A staff member wears a Universal Access to All Knowledge shirt during a 20th anniversary celebration of the Internet...
Photograph: Carlos Avila Gonzalez/Getty Images

Earlier this month, USA Today published a detailed investigation showing how US Immigration and Customs Enforcement withheld critical data about its detention operations. Reporters relied on the Internet Archive's Wayback Machine to reconstruct ICE's evolving statistics and document changes under the Trump administration. The story exemplifies how the Wayback Machine—which systematically crawls and preserves web pages—serves the public interest. It also highlights a troubling contradiction, says Wayback Machine director Mark Graham.

USA Today Co., the media conglomerate that operates its flagship paper and more than 200 local outlets, blocks the Wayback Machine from archiving its content. "They built their investigation using the Wayback Machine's historical records," Graham notes. "Meanwhile, they're preventing anyone from doing the same with their own reporting."

USA Today isn't alone.
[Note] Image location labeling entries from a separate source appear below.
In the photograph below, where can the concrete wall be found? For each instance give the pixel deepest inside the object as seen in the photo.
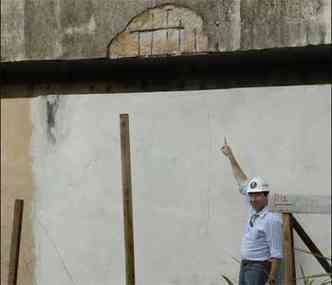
(16, 183)
(57, 29)
(188, 215)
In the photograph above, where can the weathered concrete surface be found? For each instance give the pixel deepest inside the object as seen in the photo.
(50, 29)
(167, 29)
(16, 183)
(12, 30)
(282, 23)
(188, 215)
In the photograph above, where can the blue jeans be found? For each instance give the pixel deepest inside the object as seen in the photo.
(253, 274)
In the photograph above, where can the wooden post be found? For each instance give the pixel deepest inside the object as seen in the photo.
(127, 200)
(289, 259)
(15, 242)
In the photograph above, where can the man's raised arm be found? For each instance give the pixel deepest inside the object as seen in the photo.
(238, 173)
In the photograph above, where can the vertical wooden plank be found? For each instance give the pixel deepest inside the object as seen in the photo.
(127, 200)
(289, 258)
(15, 242)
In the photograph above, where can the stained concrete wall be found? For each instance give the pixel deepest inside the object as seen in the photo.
(188, 214)
(16, 183)
(57, 29)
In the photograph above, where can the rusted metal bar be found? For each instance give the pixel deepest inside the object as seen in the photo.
(15, 242)
(127, 200)
(289, 257)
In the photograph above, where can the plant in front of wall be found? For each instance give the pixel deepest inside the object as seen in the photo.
(310, 279)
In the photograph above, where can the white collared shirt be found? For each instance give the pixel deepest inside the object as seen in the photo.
(263, 240)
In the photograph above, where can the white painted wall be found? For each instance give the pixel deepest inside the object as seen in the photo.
(188, 215)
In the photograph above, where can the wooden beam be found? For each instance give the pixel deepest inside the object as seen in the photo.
(289, 257)
(127, 200)
(15, 242)
(311, 245)
(294, 203)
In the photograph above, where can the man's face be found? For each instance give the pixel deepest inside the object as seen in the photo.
(258, 200)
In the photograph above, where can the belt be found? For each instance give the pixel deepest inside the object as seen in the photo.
(265, 263)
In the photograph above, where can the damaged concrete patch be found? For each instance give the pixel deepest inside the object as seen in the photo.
(166, 29)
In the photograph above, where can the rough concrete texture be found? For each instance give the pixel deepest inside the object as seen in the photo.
(167, 29)
(284, 23)
(45, 29)
(16, 183)
(188, 214)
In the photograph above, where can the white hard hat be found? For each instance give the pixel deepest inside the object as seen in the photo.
(257, 184)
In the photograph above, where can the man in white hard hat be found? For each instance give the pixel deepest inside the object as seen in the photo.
(261, 247)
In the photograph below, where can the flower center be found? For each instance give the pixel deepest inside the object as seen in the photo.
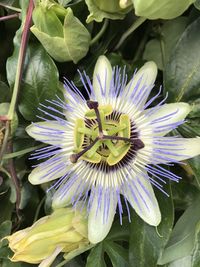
(103, 136)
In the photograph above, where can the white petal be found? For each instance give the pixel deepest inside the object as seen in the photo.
(47, 132)
(181, 149)
(48, 171)
(141, 196)
(63, 197)
(141, 83)
(102, 78)
(99, 224)
(167, 116)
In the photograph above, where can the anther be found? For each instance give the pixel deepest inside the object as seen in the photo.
(92, 104)
(138, 144)
(74, 157)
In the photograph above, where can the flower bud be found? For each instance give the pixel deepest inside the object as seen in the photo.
(164, 9)
(65, 230)
(63, 36)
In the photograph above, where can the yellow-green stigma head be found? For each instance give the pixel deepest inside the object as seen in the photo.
(104, 137)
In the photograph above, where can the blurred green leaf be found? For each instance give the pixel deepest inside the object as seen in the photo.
(194, 164)
(6, 207)
(40, 82)
(115, 251)
(196, 249)
(181, 241)
(117, 254)
(5, 228)
(197, 4)
(184, 193)
(182, 76)
(146, 243)
(96, 257)
(170, 33)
Several prominent news organizations have recently restricted access to the archiving service, including The New York Times, according to Nieman Lab. Analysis by AI-detection startup Originality AI found that 23 major news sites now block ia_archiverbot, the Internet Archive's primary web crawler. Reddit has implemented similar restrictions. The Guardian takes a different approach: while it doesn't block the crawler outright, it excludes content from the Internet Archive API and filters articles from the Wayback Machine interface, making archived versions difficult for the public to find.

USA Today Co. spokesperson Lark-Marie Anton clarified that the company isn't "specifically targeting the Internet Archive" but rather implementing broader protections against all automated scraping. Robert Hahn, the Guardian's director of business affairs and licensing, said the outlet has been discussing with the Archive "concerns about potential misuse by AI companies of content sets gathered for preservation."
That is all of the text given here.